• Dr Jack’s Comedy Debut on BBC2

    I’ve long been of the opinion that there is no reason why you can’t mix neuroscience and comedy. And this month I finally managed to prove it by appearing on the very first episode of a brand new, big budget, primetime BBC2 comedy show called the RANGANATION (to watch the episode, if you live in the UK, just click the link before 20th June 2019 when the episode will be taken down from the BBC iPlayer; my bit is: 31:30-37:30). The show, presented by the extremely talented and successful comedian Romesh Ranganathan airs on Sundays at 9pm; a slot in the schedule that gets great viewing figures. The show involves discussing current affairs with a pair of special guests and then posing related questions to a panel of 25 men and women representing different places across length and breadth of the UK from all sorts of different backgrounds. My job was to come on half way through to supplement the light-hearted banter on the topic of consumer technology with the latest science regarding what intensive use of smartphones might be doing to the human brain.

    Romesh Ranganathan is a bit of a legend

    It was great to go to Elstree Studios – where so much great TV has been filmed over many decades – and see Romesh work. His ability to maintain the energy and quick thinking required to make this kind of studio show work was truly marvellous to behold. His guests Rob Beckett and Fay Ripley were brilliant to work with, each contributing some excellent spontaneous insights that kept the dialogue free-flowing and relevant to a TV audience of many hundreds of thousands of people.

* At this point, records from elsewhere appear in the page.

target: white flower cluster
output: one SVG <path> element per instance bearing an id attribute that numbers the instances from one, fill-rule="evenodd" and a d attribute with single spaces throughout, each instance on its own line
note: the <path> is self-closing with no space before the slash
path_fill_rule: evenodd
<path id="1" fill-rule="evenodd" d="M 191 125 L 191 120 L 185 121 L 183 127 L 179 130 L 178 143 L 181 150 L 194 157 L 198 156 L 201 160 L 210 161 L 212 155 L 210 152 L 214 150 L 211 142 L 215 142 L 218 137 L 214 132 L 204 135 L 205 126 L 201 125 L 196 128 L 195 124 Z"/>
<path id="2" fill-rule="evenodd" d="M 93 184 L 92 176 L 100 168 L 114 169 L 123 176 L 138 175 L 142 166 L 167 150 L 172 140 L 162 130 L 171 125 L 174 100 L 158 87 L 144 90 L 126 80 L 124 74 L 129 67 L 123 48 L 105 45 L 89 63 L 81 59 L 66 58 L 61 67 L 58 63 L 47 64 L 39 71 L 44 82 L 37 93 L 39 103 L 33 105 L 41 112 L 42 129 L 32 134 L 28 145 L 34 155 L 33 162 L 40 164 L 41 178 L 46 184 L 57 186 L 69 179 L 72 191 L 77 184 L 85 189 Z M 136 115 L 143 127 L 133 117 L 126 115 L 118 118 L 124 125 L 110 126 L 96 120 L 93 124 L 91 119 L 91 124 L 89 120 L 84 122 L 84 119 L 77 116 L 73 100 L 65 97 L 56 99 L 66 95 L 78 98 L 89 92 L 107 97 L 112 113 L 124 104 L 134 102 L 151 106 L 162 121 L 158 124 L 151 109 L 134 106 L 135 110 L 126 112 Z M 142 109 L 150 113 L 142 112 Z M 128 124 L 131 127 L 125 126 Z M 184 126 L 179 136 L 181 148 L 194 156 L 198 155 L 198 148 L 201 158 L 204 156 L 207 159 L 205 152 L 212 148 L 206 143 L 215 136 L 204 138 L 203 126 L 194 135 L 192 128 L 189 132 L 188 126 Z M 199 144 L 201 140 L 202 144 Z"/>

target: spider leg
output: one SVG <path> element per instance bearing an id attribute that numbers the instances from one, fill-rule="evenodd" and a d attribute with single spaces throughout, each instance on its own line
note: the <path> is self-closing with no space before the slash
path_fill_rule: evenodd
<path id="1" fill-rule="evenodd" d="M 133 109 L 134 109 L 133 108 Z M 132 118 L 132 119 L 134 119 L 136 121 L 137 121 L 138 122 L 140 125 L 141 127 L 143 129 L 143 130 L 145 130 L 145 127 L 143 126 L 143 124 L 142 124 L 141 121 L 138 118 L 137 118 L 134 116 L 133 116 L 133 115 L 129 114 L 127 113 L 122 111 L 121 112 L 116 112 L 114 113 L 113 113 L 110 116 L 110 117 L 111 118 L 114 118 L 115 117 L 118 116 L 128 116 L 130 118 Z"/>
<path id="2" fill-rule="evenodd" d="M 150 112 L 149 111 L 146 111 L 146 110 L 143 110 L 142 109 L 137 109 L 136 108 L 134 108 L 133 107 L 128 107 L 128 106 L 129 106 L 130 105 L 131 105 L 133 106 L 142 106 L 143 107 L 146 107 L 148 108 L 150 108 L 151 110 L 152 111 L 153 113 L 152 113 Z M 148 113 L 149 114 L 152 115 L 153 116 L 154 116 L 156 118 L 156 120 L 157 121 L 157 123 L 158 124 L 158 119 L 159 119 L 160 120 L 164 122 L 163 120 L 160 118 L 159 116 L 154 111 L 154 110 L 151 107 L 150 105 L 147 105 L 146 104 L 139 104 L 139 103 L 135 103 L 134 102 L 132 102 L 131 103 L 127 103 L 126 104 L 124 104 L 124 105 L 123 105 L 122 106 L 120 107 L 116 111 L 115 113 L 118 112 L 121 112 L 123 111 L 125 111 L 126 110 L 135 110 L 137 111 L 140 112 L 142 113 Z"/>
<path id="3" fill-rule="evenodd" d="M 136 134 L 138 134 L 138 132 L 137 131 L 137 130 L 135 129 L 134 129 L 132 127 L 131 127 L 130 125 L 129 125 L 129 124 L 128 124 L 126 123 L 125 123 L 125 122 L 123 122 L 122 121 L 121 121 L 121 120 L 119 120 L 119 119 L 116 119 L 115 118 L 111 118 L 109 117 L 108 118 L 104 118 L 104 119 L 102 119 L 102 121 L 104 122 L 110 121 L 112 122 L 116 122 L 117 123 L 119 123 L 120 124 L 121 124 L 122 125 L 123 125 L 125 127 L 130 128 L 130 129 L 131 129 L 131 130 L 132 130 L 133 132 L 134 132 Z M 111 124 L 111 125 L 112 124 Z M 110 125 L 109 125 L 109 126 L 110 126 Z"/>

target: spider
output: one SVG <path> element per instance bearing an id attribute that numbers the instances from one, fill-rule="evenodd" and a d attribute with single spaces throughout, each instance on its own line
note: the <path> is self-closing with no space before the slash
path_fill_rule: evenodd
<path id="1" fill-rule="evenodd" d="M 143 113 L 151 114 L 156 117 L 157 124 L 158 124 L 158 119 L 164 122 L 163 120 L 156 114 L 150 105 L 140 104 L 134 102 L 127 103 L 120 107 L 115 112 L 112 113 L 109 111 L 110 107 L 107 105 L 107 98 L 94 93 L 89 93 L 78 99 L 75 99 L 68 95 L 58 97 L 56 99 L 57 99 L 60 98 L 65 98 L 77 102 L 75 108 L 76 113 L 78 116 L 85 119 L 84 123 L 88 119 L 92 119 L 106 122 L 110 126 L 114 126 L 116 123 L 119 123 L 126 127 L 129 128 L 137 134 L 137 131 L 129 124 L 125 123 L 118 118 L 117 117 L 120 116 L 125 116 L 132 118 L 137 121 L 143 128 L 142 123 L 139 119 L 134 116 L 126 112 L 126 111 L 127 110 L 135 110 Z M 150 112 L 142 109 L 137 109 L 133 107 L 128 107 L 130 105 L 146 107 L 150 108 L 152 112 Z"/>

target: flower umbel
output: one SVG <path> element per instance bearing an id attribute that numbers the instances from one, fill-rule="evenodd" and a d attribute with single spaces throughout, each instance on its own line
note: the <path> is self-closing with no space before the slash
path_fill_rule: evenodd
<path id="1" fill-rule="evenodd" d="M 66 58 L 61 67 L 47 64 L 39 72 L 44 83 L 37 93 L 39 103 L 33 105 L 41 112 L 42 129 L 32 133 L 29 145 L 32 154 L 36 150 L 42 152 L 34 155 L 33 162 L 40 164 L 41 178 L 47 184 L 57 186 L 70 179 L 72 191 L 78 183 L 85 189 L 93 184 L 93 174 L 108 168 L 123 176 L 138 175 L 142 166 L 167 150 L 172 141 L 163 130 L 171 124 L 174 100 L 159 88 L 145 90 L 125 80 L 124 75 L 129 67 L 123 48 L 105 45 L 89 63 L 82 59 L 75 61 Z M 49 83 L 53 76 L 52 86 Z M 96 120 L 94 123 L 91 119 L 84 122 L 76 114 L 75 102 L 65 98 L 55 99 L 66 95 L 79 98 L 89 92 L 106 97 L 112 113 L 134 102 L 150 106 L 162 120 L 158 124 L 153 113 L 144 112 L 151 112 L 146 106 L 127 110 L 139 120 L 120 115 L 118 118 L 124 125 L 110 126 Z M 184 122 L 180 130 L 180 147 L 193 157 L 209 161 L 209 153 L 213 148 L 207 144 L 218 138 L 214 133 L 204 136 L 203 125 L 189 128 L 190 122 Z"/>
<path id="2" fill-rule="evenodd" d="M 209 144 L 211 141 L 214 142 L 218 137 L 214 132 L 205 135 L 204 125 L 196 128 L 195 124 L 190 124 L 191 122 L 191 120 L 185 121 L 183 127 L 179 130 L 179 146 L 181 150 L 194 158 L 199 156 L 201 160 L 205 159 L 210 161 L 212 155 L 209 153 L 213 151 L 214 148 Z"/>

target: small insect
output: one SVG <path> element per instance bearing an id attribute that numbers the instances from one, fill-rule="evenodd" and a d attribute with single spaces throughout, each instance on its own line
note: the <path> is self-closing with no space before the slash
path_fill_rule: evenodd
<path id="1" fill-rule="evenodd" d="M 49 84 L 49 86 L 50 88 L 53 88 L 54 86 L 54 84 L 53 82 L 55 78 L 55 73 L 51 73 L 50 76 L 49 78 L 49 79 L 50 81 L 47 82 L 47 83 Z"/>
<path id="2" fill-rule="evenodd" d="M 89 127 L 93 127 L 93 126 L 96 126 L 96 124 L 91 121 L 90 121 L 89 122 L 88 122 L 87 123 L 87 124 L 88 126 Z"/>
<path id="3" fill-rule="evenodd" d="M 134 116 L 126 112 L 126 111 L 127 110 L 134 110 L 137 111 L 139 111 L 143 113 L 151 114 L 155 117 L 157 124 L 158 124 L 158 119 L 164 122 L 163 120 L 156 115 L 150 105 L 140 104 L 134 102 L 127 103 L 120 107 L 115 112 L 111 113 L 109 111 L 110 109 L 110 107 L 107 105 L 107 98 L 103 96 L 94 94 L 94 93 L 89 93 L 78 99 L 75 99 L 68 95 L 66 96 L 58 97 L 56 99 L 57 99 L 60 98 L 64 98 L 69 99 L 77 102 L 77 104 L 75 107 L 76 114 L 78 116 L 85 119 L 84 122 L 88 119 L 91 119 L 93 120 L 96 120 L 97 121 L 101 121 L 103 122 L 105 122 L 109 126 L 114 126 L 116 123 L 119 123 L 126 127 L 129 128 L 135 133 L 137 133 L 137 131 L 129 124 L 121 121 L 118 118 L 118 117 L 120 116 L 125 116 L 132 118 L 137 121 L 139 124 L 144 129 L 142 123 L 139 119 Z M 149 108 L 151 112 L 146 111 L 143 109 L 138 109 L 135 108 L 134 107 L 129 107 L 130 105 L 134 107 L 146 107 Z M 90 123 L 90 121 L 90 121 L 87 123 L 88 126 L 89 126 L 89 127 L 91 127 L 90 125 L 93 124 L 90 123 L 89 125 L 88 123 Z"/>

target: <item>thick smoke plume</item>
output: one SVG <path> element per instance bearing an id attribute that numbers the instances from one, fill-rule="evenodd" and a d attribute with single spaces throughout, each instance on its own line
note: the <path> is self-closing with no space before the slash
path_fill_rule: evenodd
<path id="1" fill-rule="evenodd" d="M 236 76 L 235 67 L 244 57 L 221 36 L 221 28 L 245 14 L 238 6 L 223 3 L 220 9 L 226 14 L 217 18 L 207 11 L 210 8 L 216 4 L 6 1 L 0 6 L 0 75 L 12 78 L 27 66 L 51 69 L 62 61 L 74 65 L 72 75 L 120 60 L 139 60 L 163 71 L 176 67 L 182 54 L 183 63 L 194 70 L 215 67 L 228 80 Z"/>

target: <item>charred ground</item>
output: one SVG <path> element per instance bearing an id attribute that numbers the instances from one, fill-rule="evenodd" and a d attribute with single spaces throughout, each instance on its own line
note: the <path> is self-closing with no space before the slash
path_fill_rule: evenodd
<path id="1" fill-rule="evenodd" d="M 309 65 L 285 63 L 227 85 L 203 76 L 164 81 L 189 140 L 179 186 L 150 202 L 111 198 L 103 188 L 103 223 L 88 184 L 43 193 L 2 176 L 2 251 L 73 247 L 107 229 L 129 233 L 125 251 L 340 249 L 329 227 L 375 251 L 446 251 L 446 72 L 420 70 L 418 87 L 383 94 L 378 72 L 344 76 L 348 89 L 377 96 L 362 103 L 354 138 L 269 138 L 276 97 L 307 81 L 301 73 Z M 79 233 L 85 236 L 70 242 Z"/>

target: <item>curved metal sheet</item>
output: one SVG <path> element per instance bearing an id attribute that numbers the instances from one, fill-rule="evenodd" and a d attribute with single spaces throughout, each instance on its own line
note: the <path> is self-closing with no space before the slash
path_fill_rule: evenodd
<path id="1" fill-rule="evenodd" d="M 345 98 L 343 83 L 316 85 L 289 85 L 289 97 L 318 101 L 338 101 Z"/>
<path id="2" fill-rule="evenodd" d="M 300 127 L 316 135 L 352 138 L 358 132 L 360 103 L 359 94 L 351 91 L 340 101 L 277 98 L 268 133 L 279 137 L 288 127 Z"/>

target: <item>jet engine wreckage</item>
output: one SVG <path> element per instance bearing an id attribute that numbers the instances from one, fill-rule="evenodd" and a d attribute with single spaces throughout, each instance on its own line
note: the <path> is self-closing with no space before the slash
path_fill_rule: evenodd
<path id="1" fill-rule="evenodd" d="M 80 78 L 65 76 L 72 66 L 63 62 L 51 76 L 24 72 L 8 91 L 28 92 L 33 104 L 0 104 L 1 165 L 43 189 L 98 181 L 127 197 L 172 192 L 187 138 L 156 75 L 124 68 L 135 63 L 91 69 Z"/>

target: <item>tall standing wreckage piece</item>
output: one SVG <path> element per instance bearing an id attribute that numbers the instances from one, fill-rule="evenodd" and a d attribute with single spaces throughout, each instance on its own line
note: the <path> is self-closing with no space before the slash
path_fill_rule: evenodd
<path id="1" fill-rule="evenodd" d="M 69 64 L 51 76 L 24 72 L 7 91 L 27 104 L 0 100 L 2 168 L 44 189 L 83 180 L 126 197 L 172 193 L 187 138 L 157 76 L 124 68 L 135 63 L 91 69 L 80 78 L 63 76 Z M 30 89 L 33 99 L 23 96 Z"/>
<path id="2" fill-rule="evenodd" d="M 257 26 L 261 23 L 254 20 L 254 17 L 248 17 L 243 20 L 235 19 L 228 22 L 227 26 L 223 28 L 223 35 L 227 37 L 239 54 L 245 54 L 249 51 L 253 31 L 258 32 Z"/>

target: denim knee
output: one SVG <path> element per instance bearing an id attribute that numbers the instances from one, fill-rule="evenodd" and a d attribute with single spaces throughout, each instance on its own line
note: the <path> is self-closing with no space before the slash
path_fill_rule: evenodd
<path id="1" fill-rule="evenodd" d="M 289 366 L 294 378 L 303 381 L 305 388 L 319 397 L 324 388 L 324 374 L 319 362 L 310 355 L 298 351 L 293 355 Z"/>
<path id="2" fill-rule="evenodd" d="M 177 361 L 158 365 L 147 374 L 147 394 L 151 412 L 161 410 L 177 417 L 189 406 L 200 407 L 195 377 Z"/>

    Rob Beckett, Fay Ripley, Jack Lewis

    We covered a huge amount of science over the course of my 6 min segment including: a crash course in neuroplasticity, the insight that many people almost certainly use their phones regularly, intensively and long term enough to expect their brains to change accordingly, the psychological evidence that intensive smartphone use is affecting our attention, memory and appetite for immediate gratification and the high likelihood that people who are forever looking down at their phones instead of at the faces of their conversation partners will be missing out on the valuable social information that comes from fleeting micro-expressions, eye movements and body language.